One of the Largest of the Rare 19th-Century Maps of Washington.
Fine large map of Washington, prepared with the field notes and assistance of C. H. Amerine of Spokane Falls; thus the information for Eastern Washington and Northern Idaho is unusually detailed and accurate.
Amerine was a noted map-maker who published two maps of Washington in Spokane Falls (in 1888 and 1889; both were smaller than this map), as well as a large sectional map of Washington, Oregon, Idaho and Western Montana in Tacoma in 1891.
The scale of this map, at 8 miles to one inch, shows remarkable detail. Among the mining districts shown are the Clark's Fork Mining District (Western Montana), the Metaline Mining District (Eastern Washington), the Kootenai Mining District and the Rock Creek Mining District (British Columbia), and the Colville Mining District, among others.
The Coeur D'Alene (or Silver Valley) mining district traces its history to the 1860s when gold was discovered in the region, but mining because more formalized and serious in the 1880s. In the 1890s the region was the site of two major labor confrontations: the Coeur D'Alene Strike of 1892 and the Coeur D'Alene Confrontation of 1899. The former event spurred the creation of the Western Federation of Miners.
The map was probably published because of two events: Washington Statehood in 1889 and the Coeur D'Alene mining boom of the 1880s and 1890s.
The map is very rare; we note a handful of 1890 or '91 copies in OCLC.
We previously handled this edition of this map in wall map form in 2013.
Rand McNally & Co. is a large American map and navigation company best known for its annual atlases. The company got its start in 1856, when William Rand opened a print shop in Chicago. He was joined in 1858 by a new employee, Andrew McNally. Together, the men established their namesake company in 1868. Originally, the company was intended to print the tickets and timetables for the trains running to and through Chicago; their first railway guide was published in 1869.

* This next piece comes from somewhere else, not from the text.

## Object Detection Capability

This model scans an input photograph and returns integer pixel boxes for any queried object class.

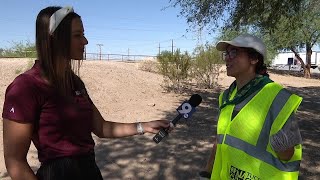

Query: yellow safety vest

By 1870, they had shifted from just printing to publishing directories, travel guides, and newspapers. Their first map appeared in 1872 in a railway guide. The map was produced using a new wax engraving method, a cheaper process that gave the company an edge.
By 1880 Rand McNally had entered the education market with globes, wall maps, and geography texts for students. In 1923, Rand McNally published the first Goode’s World Atlas, named after its editor, Dr. J. Paul Goode. For generations afterward, this would be the standard classroom atlas.
In 1899, William Rand left the company, but McNally and his family remained, controlling the company for over a century. In 1904, they published their first road map intended for automobiles and by 1907 were publishing Photo-Auto Guides, which combined photography and mapping to help drivers. In 1924, they produced the Auto Chum, a precursor to their famous road atlases. Rand McNally would remain the leader in road maps and atlases throughout the twentieth century.
In 1937, Rand McNally opened its first store in New York City. Ever on the frontier of technology, Rand McNally pioneered the scribing process for printing tickets in 1958 and printed their first full-color road atlas in 1960. Arthur Robinson developed his now-famous projection of Rand McNally in 1969. By the 1980s, the company was exploring digital reproduction and digital databases of maps for truckers. In the 1990s, they lead the charge to develop trip-planning software and websites. Today, most of its products are available online or in a digital format, including maps for tablets and phones.